Was sollte man sonst noch zu Rocksmith erwähnen?
  • Die Darstellungsweise der Saiten ist in Rocksmith standardmäßig (tiefe E-Saite oben) umgekehrt dazu, wie es erfahrene Musiker von Tabs klassischerweise (tiefe E-Saite unten) gewohnt sind. Das läßt sich jedoch in den Einstellungen ändern. Zumindest für Anfänger ist die Standard-Einstellung von Rocksmith aber etwas intuitiver (und eine spätere Umgewöhnung ist in diesem Fall recht gut möglich).
  • Preis der Version mit Kabel (wie gesagt: keinesfalls die Version ohne Kabel kaufen): Rund 50 Euro
  • Die PC-Version erfordert, auch wenn sie als CD gekauft wurde, leider eine Registrierung bei uplay sowie bei Steam. Über Steam erfolgen dann die Downloads von Zusatzsongs, welche zum Beispiel mit Steam-Prepaid-Karten (erhältlich an vielen Tankstellen sowie in vielen Supermärkten und in Elektronik-Märkten) gezahlt werden können.

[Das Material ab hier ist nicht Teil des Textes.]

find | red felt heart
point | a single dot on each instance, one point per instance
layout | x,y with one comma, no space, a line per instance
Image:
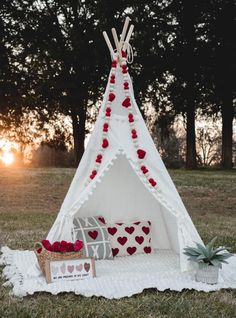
131,250
129,229
126,102
147,249
115,251
105,143
112,230
146,229
93,234
141,153
139,239
102,220
122,240
111,97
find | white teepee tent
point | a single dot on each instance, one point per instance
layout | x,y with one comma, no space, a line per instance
121,175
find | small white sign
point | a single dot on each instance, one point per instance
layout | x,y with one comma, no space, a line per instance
74,269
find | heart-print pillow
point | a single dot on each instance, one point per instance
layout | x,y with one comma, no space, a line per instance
131,238
93,232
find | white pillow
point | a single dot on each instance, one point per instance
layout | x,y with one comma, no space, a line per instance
131,238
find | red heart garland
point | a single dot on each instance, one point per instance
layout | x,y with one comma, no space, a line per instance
111,97
126,85
99,159
129,229
152,182
123,53
105,143
126,102
93,234
146,229
131,118
147,249
139,239
144,169
131,250
134,133
114,63
141,153
93,174
115,251
105,127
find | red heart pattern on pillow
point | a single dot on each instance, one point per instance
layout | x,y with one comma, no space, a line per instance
139,239
131,250
147,249
93,234
146,229
122,240
115,251
112,230
129,229
129,239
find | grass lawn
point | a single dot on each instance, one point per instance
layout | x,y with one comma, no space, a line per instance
29,202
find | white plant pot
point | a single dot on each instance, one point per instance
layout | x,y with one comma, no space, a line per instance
207,274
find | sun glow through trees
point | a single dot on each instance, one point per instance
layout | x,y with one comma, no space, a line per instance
6,154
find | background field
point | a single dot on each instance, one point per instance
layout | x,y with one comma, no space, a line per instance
29,202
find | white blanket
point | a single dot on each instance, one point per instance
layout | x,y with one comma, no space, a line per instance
121,277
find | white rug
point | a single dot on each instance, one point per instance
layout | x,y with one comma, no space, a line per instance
124,276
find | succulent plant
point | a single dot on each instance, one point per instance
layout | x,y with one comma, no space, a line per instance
208,254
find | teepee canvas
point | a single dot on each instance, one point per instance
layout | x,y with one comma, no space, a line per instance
121,175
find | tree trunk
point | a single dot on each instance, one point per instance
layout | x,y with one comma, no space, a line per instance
78,124
227,131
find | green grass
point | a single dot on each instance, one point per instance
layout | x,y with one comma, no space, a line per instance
29,202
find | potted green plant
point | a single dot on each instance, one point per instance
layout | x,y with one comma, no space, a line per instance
209,260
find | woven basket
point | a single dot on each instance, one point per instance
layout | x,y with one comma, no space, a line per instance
46,255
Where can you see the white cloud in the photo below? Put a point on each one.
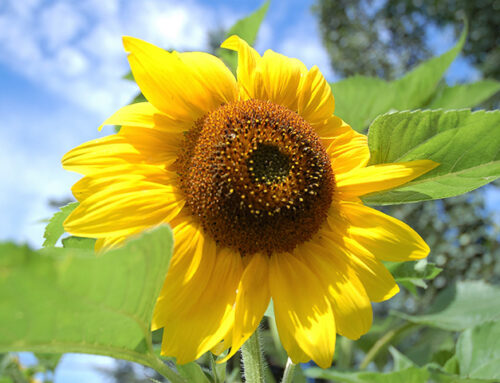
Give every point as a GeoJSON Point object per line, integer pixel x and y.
{"type": "Point", "coordinates": [59, 23]}
{"type": "Point", "coordinates": [300, 40]}
{"type": "Point", "coordinates": [74, 48]}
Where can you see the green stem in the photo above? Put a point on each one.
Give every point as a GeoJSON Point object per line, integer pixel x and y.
{"type": "Point", "coordinates": [165, 370]}
{"type": "Point", "coordinates": [289, 371]}
{"type": "Point", "coordinates": [213, 367]}
{"type": "Point", "coordinates": [253, 359]}
{"type": "Point", "coordinates": [383, 342]}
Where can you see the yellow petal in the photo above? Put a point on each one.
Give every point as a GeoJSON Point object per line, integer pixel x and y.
{"type": "Point", "coordinates": [350, 302]}
{"type": "Point", "coordinates": [251, 301]}
{"type": "Point", "coordinates": [139, 115]}
{"type": "Point", "coordinates": [380, 177]}
{"type": "Point", "coordinates": [277, 79]}
{"type": "Point", "coordinates": [302, 308]}
{"type": "Point", "coordinates": [121, 174]}
{"type": "Point", "coordinates": [130, 146]}
{"type": "Point", "coordinates": [201, 323]}
{"type": "Point", "coordinates": [107, 243]}
{"type": "Point", "coordinates": [385, 237]}
{"type": "Point", "coordinates": [347, 148]}
{"type": "Point", "coordinates": [124, 208]}
{"type": "Point", "coordinates": [316, 103]}
{"type": "Point", "coordinates": [189, 270]}
{"type": "Point", "coordinates": [247, 61]}
{"type": "Point", "coordinates": [377, 280]}
{"type": "Point", "coordinates": [184, 86]}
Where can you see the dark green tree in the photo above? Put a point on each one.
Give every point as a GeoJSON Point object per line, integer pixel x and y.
{"type": "Point", "coordinates": [387, 38]}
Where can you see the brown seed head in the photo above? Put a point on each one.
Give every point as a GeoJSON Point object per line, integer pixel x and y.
{"type": "Point", "coordinates": [256, 176]}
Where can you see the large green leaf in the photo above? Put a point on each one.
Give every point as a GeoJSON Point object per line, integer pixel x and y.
{"type": "Point", "coordinates": [359, 99]}
{"type": "Point", "coordinates": [246, 28]}
{"type": "Point", "coordinates": [465, 143]}
{"type": "Point", "coordinates": [460, 307]}
{"type": "Point", "coordinates": [54, 228]}
{"type": "Point", "coordinates": [407, 375]}
{"type": "Point", "coordinates": [478, 352]}
{"type": "Point", "coordinates": [414, 273]}
{"type": "Point", "coordinates": [464, 95]}
{"type": "Point", "coordinates": [70, 300]}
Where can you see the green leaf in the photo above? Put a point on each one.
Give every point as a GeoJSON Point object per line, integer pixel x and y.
{"type": "Point", "coordinates": [414, 272]}
{"type": "Point", "coordinates": [78, 243]}
{"type": "Point", "coordinates": [70, 300]}
{"type": "Point", "coordinates": [401, 361]}
{"type": "Point", "coordinates": [465, 144]}
{"type": "Point", "coordinates": [54, 228]}
{"type": "Point", "coordinates": [460, 307]}
{"type": "Point", "coordinates": [247, 29]}
{"type": "Point", "coordinates": [464, 95]}
{"type": "Point", "coordinates": [408, 375]}
{"type": "Point", "coordinates": [359, 99]}
{"type": "Point", "coordinates": [417, 87]}
{"type": "Point", "coordinates": [193, 373]}
{"type": "Point", "coordinates": [478, 352]}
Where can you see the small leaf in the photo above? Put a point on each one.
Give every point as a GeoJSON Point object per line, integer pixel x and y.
{"type": "Point", "coordinates": [129, 76]}
{"type": "Point", "coordinates": [247, 29]}
{"type": "Point", "coordinates": [478, 352]}
{"type": "Point", "coordinates": [414, 272]}
{"type": "Point", "coordinates": [460, 307]}
{"type": "Point", "coordinates": [465, 144]}
{"type": "Point", "coordinates": [401, 361]}
{"type": "Point", "coordinates": [464, 95]}
{"type": "Point", "coordinates": [193, 372]}
{"type": "Point", "coordinates": [408, 375]}
{"type": "Point", "coordinates": [54, 228]}
{"type": "Point", "coordinates": [68, 300]}
{"type": "Point", "coordinates": [359, 99]}
{"type": "Point", "coordinates": [78, 243]}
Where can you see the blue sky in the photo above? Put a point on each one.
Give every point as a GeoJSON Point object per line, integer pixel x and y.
{"type": "Point", "coordinates": [61, 64]}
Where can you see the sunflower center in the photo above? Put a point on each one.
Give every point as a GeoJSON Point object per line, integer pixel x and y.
{"type": "Point", "coordinates": [256, 176]}
{"type": "Point", "coordinates": [268, 164]}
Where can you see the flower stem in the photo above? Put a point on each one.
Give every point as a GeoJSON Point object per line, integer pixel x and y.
{"type": "Point", "coordinates": [166, 371]}
{"type": "Point", "coordinates": [289, 371]}
{"type": "Point", "coordinates": [383, 342]}
{"type": "Point", "coordinates": [253, 359]}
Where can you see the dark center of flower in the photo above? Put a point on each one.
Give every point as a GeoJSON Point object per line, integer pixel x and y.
{"type": "Point", "coordinates": [256, 176]}
{"type": "Point", "coordinates": [268, 164]}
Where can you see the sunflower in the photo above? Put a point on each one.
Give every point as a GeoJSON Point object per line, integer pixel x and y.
{"type": "Point", "coordinates": [261, 184]}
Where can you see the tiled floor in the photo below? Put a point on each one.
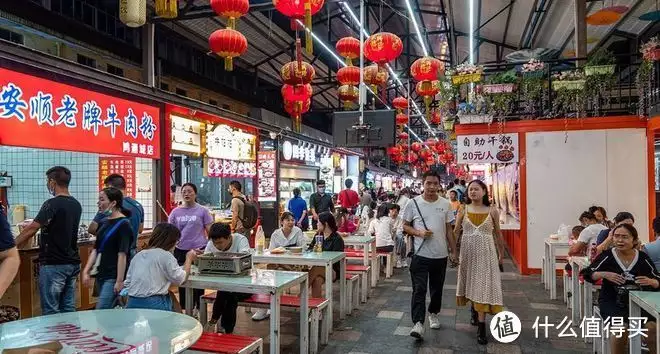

  • Außer für PC ist Rocksmith auch für andere Plattformen verfügbar (z.B. Playstation). Aber: viele Rocksmith-User anderer Plattformen kaufen sich wohl letztlich doch noch einmal die PC-Version, aus diversen Gründen (hierzu müsstet ihr ggf. selbst mal näher recherchieren). - Also daher ... vermutlich doch besser direkt die PC-Version erwerben.

Darüber hinaus gibt es bei so einem mächtigen Tool wie Rocksmith natürlich noch eine Menge weiterer Punkte, die man erläutern und diskutieren könnte. Aber dieser Beitrag hat ohnehin schon Überlänge, und auch nach weiteren Erläuterungen bliebe das Fazit: Ein Must-Have!